# Our Baby Has Arived!



## moorea (Jun 25, 2011)

We got Dexter this past saturday. He is adorable! He'll be 8 weeks old this coming Saturday. He seems to be doing well. But I do have two questions.

1. Asside from the Inova cat food, I have tried feeding him several different treats. He loves the worms and crickets, but will not touch the bananas, strawberries or watermelon. Can he live on cat food, warms and crickets alone?

2. His wheel arrived Tuesday and he has no interest at all. I got the Carolina storm wheel. He loves to roll in the litter box (with yesterdays news litter) under the wheel, but can care less about the wheel. We have placed him on it and he jumps right off into the litter... Will he grow to like it ever?

This is Dexter!


----------



## ReginasMommy (Apr 13, 2011)

Oh. My. God.

Perfection.

That first picture... what a beautiful face!!! More pictures! More pictures!


----------



## ReginasMommy (Apr 13, 2011)

Oh, I got so caught up in his adorableness, I forgot to say congratulations!!!


----------



## Guest (Jul 14, 2011)

ZOMG half face is so cute half light half dark! He's young so give it time with the wheel some take a while to get what its for when the urge to move comes they will take to it normally. 

Fruits should be a treat here and there as well as veggies but not a primary food, keep trying while they are young they don't take to everything immediately. There's a fruit and veggie list on here somewhere. Keep trying along with some baby foods to see if Dex will take to any. Also becareful of too many treats at once if they are allergic you won't know to which its best to introduce one treat every few days this will also prevent upset tummies 

I could just nom that face Dex is so cute!


----------



## hanhan27 (May 12, 2011)

Congratulations on your beautiful baby! I love his coloring.  I, too, would like to see more pictures!

Cat food and insects is the average hedgehog diet, but several people on this website are switching things up and adding in more fruits and veggies (me included). This thread lists safe fruits and vegetables: viewtopic.php?f=6&t=60&st=0&sk=t&sd=a&hilit=fruit+and+veggie

There is speculation about the protein in cat food hurting hedgehogs livers/kidneys, which is the main reason why I've decided to cut down on kibble and increase fruits and veggies. Even if cat food is just fine, I look at it like better safe than sorry.
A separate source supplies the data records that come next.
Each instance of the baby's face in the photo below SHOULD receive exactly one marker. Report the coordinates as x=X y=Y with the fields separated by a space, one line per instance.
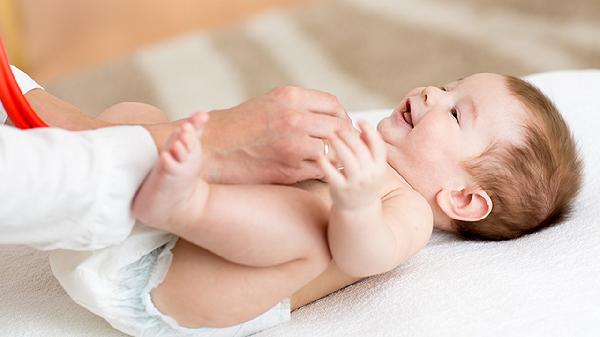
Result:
x=434 y=130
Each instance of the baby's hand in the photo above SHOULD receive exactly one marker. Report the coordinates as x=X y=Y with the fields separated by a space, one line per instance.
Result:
x=363 y=157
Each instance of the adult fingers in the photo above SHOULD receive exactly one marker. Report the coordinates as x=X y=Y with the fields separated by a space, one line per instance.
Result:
x=345 y=156
x=373 y=140
x=321 y=126
x=332 y=175
x=311 y=148
x=356 y=144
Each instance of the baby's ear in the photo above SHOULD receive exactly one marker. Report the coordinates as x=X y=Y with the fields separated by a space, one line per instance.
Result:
x=467 y=204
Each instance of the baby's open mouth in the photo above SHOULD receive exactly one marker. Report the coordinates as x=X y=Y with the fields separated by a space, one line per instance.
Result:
x=406 y=115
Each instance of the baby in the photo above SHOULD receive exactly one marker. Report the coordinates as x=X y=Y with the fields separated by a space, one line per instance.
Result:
x=486 y=157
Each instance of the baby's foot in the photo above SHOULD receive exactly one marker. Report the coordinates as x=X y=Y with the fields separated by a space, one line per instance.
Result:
x=174 y=193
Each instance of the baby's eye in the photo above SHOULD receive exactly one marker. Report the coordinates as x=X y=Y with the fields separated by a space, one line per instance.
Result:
x=454 y=113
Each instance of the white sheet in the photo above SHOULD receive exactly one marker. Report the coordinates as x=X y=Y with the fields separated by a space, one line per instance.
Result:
x=546 y=284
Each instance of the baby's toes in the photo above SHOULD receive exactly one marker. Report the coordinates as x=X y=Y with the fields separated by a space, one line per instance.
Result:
x=179 y=151
x=167 y=164
x=189 y=137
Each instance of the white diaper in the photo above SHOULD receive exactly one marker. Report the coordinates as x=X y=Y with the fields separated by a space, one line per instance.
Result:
x=115 y=283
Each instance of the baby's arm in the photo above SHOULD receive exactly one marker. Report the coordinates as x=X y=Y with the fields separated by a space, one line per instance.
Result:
x=368 y=235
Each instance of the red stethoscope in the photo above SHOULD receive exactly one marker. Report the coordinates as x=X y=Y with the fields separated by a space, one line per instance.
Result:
x=18 y=109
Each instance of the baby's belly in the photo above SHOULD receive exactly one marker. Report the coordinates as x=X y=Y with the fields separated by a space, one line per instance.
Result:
x=332 y=278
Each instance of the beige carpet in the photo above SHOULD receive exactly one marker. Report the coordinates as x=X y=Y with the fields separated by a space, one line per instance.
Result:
x=368 y=53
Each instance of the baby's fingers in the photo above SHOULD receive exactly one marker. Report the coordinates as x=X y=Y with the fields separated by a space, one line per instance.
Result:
x=332 y=175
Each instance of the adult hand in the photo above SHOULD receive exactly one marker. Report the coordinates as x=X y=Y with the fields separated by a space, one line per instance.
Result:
x=273 y=138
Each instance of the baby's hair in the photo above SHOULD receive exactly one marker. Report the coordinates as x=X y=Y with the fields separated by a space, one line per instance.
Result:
x=533 y=184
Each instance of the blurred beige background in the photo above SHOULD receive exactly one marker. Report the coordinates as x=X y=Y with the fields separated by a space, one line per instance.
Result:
x=187 y=55
x=54 y=37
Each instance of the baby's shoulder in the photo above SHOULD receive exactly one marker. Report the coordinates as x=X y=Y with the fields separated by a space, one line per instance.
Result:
x=408 y=207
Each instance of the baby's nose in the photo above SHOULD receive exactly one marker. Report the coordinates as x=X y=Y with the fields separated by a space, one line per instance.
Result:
x=431 y=94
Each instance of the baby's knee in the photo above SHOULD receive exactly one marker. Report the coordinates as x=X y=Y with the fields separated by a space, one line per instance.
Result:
x=318 y=255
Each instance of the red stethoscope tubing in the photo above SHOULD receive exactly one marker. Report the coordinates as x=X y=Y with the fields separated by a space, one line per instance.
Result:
x=18 y=109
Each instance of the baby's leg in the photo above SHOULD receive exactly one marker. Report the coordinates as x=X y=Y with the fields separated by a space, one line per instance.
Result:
x=203 y=289
x=133 y=113
x=255 y=225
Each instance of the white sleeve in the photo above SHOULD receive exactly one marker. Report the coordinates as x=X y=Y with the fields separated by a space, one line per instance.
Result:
x=26 y=84
x=71 y=190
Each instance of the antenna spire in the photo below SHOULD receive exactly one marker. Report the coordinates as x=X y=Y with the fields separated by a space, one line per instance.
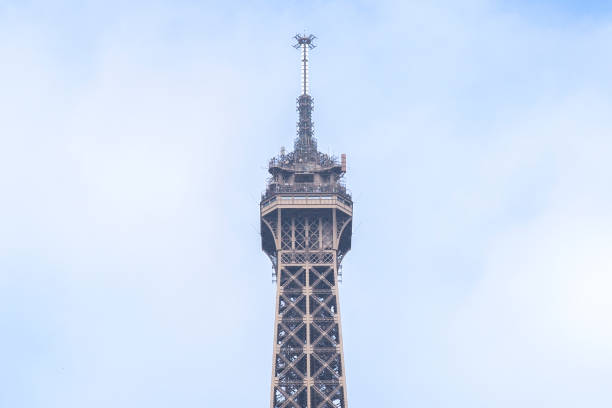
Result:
x=305 y=145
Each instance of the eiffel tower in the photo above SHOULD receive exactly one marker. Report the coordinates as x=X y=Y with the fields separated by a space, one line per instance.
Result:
x=306 y=228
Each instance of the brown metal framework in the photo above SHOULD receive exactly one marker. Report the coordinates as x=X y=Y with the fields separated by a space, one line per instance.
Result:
x=306 y=227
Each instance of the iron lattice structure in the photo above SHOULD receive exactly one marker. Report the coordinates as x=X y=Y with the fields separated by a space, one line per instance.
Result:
x=306 y=228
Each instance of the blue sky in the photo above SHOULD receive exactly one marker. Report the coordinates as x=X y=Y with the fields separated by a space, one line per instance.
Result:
x=134 y=147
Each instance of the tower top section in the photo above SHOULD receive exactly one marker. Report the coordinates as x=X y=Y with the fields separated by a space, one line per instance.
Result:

Just in case you haven't run across this info yet and plan on trying fruits and veggies, grapes can be toxic to hedgehogs and should never be fed (that includes raisins, too).

I know of a handful of people that make their own mix of food for their hedgehogs. Mixes can include baby food, meat (unseasoned cooked chicken, turkey, fish, etc), fruits & veggies, and even ground up kibble. This is a thread that I recently started with info about the best way to make my own mix: viewtopic.php?f=6&t=12199

If you have any questions about food, just post in the Diet & Nutrition section of the site. Everyone is really helpful and you'll probably get answers in a couple hours.


----------



## firephoenixla (Sep 13, 2010)

hahaha, I love how he has one white-ear and one brown-ear sticking out on either side of his head! that is the cutest thing, and the little split blaze to match! very unique, congrats!


----------



## moorea (Jun 25, 2011)

Thanks we like him a bunch. We are new to hedgies so I did not realize he was unique, but I knew he was adorable.

I hope we are not giving him too much of the treats. We have only given around two to three worms and two to three crickets each night? Is that too much? He goes crazy over the worms and when they are gone he runs around the cage sniffing for more! We've been feeding the worms and crickets since saturday night and there does not seem to be any reaction, so I assume they are fine.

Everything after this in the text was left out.